If your dump is large, I will bet that the additional time comes from reading data and sending it over the wire. You should mesure time consumed in the sending process (reading time before and after finishing sending).
If this is indeed the source of the additional time, you just have to remove that time from the next time to wait.
Example: Sending the previous block of data took 4s, the next block is 10s later, but as you allready consumed 4s, you just wait for 6s.
sleep is still a quite imprecise timer and obviously the above mechanism won't work if sending time is larger than delay between sendings, but you get the idea.
Correction sleep is not so bad in windows environment as it is in unixes. Accuracy of windows sleep is millisecond, accuracy of unix sleep is second. If you do not need high precision timing (and if network is involved high precision timing is out of reach anyway) sleep should be ok.
Any modern multitask OS's scheduler will not guarantee any exact timings to any user apps.
You can try to assign 'realtime' priority to your app some way, from a windows task manager for instance. And see if it helps.

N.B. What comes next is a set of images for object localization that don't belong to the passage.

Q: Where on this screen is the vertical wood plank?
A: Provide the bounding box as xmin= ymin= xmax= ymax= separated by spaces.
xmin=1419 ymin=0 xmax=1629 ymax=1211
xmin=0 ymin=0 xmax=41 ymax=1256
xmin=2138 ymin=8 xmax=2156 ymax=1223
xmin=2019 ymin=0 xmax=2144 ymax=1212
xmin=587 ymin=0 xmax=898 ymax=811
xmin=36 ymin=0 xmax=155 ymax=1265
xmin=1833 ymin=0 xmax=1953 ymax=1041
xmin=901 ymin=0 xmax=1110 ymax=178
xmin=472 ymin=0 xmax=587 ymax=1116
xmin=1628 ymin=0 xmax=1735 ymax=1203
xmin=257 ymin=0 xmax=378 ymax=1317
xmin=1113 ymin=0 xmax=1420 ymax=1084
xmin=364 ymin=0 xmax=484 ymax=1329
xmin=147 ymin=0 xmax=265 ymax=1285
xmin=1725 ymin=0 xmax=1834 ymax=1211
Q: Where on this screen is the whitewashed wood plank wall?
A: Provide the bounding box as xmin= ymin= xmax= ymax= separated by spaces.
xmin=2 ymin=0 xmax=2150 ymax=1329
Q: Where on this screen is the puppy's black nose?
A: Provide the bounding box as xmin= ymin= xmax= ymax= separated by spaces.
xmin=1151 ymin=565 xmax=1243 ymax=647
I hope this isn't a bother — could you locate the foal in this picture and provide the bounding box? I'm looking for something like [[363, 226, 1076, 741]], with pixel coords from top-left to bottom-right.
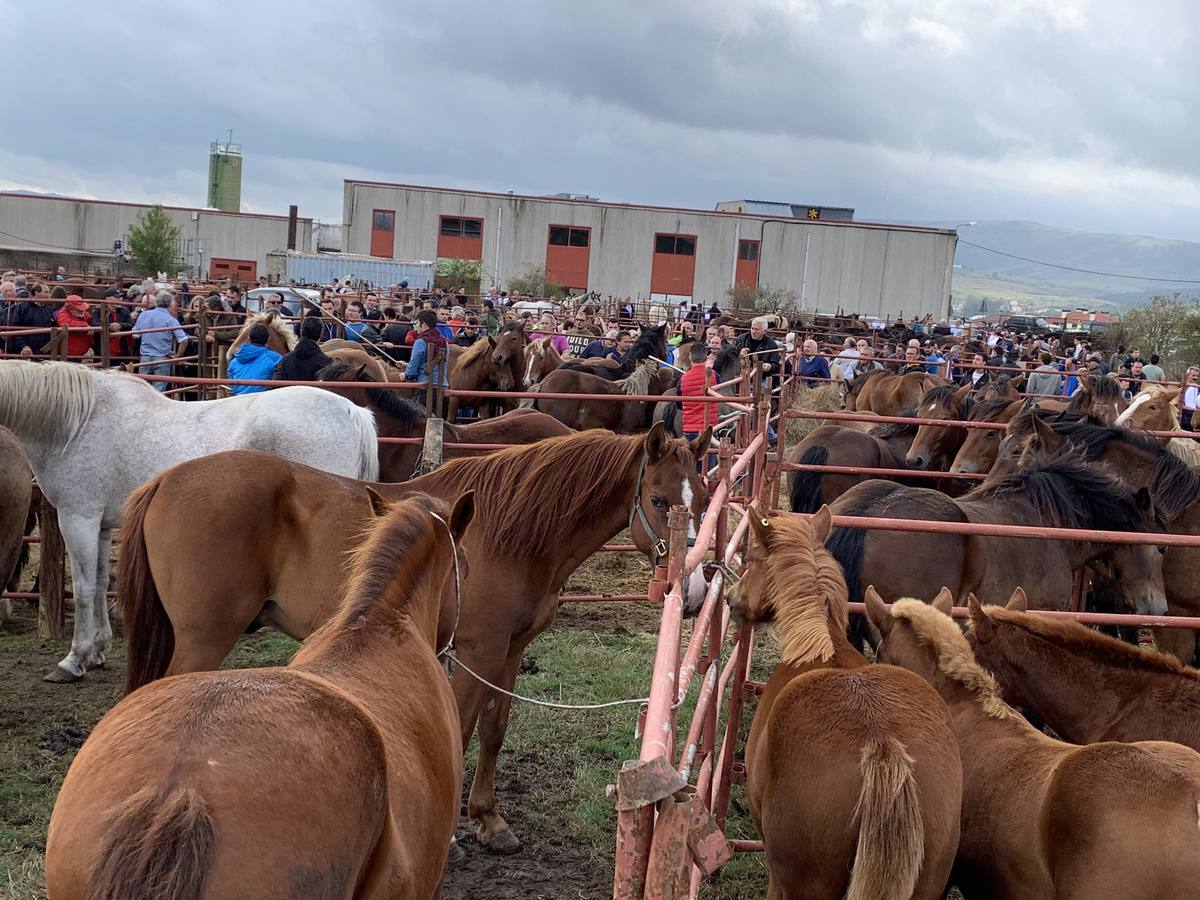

Another solution is to implement a 'controlled' sleep, i.e. sleep a series of 500ms, checking current timestamp between them. so, if your all will sleep a 1s instead of 500ms at some step - you will notice it and not do additional sleep(500ms).
Try out a Multimedia Timer. It is about as accurate as you can get on a Windows system. There is a good article on CodeProject about them.
Sleep function can take longer than requested, but never less. Use winapi timer functions to get one function called-back in a interval from now.
You could also use the windows task scheduler, but that's going outside programmatic standalone options.